There are encouraging ways to handle this situation. Because you feel that you are bargaining in the moment of the consequence, let’s find some solutions when emotions are not running so high. It is common sense (and hard to remember) that when parents are feeling pressured, pushed around or back against a wall, we tend to make decisions hastily. This almost always leads to us being too tough on our kids or feeling as if we have had our boundaries pushed around too much. And then we are resentful. It’s a losing situation for you and your daughter.

What I will recommend to you is what I would recommend to any family trying to create reasonable rules and consequences: the family meeting. There are a million ways to run a family meeting, but here are the basics.

1. The meeting has a defined start and finish. Don’t add it onto other issues or announce it out of nowhere. Choose a time (I like to have a meeting around mealtime) and how long it will last (the shorter, the better).

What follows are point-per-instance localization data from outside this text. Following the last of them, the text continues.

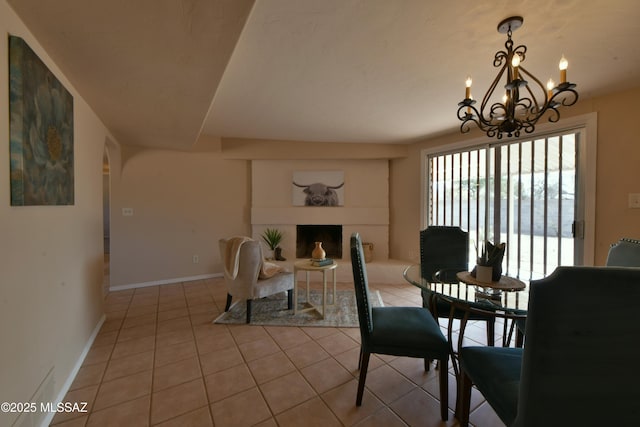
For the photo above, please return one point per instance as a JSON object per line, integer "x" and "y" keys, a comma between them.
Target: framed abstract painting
{"x": 40, "y": 131}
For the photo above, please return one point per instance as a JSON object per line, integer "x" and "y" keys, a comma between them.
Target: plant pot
{"x": 484, "y": 273}
{"x": 318, "y": 252}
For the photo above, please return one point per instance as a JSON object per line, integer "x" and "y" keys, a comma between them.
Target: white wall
{"x": 51, "y": 257}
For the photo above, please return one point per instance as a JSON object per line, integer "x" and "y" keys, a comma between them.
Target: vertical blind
{"x": 522, "y": 193}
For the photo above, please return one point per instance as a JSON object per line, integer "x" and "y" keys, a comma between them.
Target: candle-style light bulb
{"x": 515, "y": 63}
{"x": 550, "y": 85}
{"x": 563, "y": 69}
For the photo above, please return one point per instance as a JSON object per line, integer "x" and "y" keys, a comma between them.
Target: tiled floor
{"x": 159, "y": 360}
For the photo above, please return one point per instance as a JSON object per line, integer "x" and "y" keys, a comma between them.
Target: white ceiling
{"x": 160, "y": 73}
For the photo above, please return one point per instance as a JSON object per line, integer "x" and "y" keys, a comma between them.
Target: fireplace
{"x": 329, "y": 235}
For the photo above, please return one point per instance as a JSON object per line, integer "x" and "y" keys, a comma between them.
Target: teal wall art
{"x": 40, "y": 131}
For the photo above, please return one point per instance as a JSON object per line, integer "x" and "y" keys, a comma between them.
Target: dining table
{"x": 506, "y": 298}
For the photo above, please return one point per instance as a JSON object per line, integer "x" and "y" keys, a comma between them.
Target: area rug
{"x": 273, "y": 311}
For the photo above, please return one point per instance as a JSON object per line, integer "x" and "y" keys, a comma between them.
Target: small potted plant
{"x": 489, "y": 262}
{"x": 484, "y": 269}
{"x": 273, "y": 237}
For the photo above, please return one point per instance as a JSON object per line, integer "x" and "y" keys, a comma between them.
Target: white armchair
{"x": 248, "y": 277}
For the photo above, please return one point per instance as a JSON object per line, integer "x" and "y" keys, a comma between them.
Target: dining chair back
{"x": 624, "y": 253}
{"x": 444, "y": 251}
{"x": 396, "y": 331}
{"x": 577, "y": 366}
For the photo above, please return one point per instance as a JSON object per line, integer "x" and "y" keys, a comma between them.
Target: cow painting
{"x": 319, "y": 194}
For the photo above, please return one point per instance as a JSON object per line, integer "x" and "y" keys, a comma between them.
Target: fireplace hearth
{"x": 329, "y": 235}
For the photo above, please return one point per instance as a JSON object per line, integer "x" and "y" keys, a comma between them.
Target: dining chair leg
{"x": 491, "y": 332}
{"x": 249, "y": 311}
{"x": 289, "y": 299}
{"x": 364, "y": 365}
{"x": 444, "y": 390}
{"x": 464, "y": 400}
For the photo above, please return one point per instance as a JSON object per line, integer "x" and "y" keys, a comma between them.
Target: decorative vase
{"x": 318, "y": 253}
{"x": 484, "y": 273}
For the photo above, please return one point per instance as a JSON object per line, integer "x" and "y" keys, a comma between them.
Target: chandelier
{"x": 522, "y": 104}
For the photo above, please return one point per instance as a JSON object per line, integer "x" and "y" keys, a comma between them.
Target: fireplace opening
{"x": 329, "y": 235}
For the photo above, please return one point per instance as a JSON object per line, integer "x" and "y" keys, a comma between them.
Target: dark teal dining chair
{"x": 444, "y": 251}
{"x": 396, "y": 331}
{"x": 578, "y": 363}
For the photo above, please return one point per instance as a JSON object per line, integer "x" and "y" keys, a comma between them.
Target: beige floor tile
{"x": 173, "y": 314}
{"x": 174, "y": 324}
{"x": 485, "y": 416}
{"x": 220, "y": 360}
{"x": 253, "y": 375}
{"x": 306, "y": 354}
{"x": 130, "y": 413}
{"x": 75, "y": 422}
{"x": 105, "y": 338}
{"x": 243, "y": 409}
{"x": 269, "y": 367}
{"x": 129, "y": 365}
{"x": 255, "y": 349}
{"x": 228, "y": 382}
{"x": 123, "y": 389}
{"x": 209, "y": 343}
{"x": 140, "y": 331}
{"x": 177, "y": 400}
{"x": 337, "y": 343}
{"x": 145, "y": 319}
{"x": 287, "y": 337}
{"x": 419, "y": 408}
{"x": 246, "y": 333}
{"x": 384, "y": 417}
{"x": 326, "y": 374}
{"x": 81, "y": 397}
{"x": 175, "y": 353}
{"x": 133, "y": 346}
{"x": 88, "y": 375}
{"x": 176, "y": 373}
{"x": 174, "y": 337}
{"x": 141, "y": 310}
{"x": 286, "y": 392}
{"x": 342, "y": 402}
{"x": 98, "y": 354}
{"x": 388, "y": 384}
{"x": 199, "y": 418}
{"x": 312, "y": 413}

2. For now, address only one or two issues. A shorter agenda stands a greater chance of keeping everyone involved. For instance, discuss chores and that’s it. Don’t add homework and activities.

3. Stick to the needs of the situation, not personal attacks. For instance, don’t say, “Nicole, you never do the dishes, and I am sick of it.” Instead, try: “I have noticed the dishes are not getting done according to the schedule we set. Let’s get back to the drawing board.” Your children are not stupid; they know who is (and isn’t) doing what, but by keeping the focus on the activity, you stand a greater chance of keeping the cooperation going.

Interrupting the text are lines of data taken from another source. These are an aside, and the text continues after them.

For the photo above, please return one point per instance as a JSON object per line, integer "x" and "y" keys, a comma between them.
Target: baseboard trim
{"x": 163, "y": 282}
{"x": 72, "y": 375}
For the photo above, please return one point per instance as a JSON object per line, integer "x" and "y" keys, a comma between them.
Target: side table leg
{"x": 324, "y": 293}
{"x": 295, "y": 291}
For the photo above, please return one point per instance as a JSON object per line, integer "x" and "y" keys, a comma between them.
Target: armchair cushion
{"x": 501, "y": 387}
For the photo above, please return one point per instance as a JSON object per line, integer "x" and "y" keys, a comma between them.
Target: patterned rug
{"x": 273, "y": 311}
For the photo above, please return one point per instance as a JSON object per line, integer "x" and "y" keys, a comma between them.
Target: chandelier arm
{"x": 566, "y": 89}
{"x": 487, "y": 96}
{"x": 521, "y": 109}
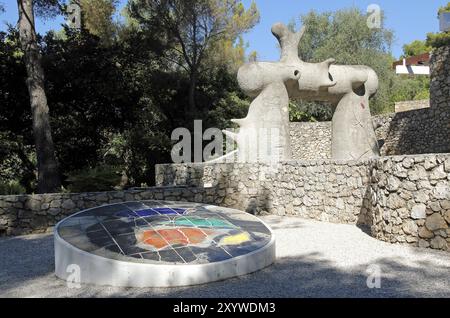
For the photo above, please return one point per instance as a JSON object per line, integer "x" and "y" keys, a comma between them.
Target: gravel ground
{"x": 314, "y": 260}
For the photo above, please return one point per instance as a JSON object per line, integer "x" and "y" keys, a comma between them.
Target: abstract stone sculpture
{"x": 347, "y": 88}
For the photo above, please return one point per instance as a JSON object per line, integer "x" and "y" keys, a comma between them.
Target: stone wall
{"x": 410, "y": 201}
{"x": 322, "y": 190}
{"x": 404, "y": 199}
{"x": 411, "y": 105}
{"x": 310, "y": 141}
{"x": 413, "y": 132}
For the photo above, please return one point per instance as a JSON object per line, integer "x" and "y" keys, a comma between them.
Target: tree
{"x": 414, "y": 48}
{"x": 192, "y": 30}
{"x": 48, "y": 175}
{"x": 344, "y": 36}
{"x": 97, "y": 18}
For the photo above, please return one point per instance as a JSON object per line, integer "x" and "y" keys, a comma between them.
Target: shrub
{"x": 98, "y": 179}
{"x": 438, "y": 40}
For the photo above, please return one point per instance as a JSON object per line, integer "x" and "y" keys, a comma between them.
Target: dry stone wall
{"x": 402, "y": 199}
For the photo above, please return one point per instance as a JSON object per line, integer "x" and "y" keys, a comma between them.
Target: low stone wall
{"x": 411, "y": 105}
{"x": 310, "y": 141}
{"x": 322, "y": 190}
{"x": 412, "y": 132}
{"x": 410, "y": 201}
{"x": 404, "y": 199}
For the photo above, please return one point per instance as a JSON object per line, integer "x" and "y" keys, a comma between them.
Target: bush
{"x": 11, "y": 188}
{"x": 99, "y": 179}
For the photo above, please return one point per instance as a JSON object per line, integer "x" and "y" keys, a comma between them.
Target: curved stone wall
{"x": 410, "y": 200}
{"x": 403, "y": 199}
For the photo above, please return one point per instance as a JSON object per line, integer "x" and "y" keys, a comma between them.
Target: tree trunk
{"x": 192, "y": 90}
{"x": 48, "y": 175}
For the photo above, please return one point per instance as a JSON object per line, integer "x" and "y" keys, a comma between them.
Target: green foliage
{"x": 414, "y": 48}
{"x": 437, "y": 40}
{"x": 309, "y": 112}
{"x": 11, "y": 188}
{"x": 97, "y": 18}
{"x": 98, "y": 179}
{"x": 405, "y": 88}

4. Allow your children to have a voice in the chores and the consequences. If your 9-year-old has a ton of opinions on these topics, now is her chance to speak and bargain. You may be rolling your eyes inside, but it is critical that children don’t always feel dictated to, and between school and home, most children simply don’t have much autonomy. It is perfectly fine to listen and do some creative problem solving.

5. Put everything in writing and set clear parameters for the chores and consequences.

6. Don’t expect your kids to love this, and don’t expect them to remember you held this meeting when it comes time to uphold the consequences. Your daughter will still try to bargain and talk her way out of this, and that’s okay. Just hold the boundary.

If you Google “family meetings and preteens,” you will find a million ideas and templates. Find anything that is positive and feels good. And remember, there is no meeting that is more effective than a loving relationship. You can be as organized as you like, but if you and your 9-year-old are constantly fighting, these meetings will be one more thing for her to reject. So remember: relationship first. Good luck.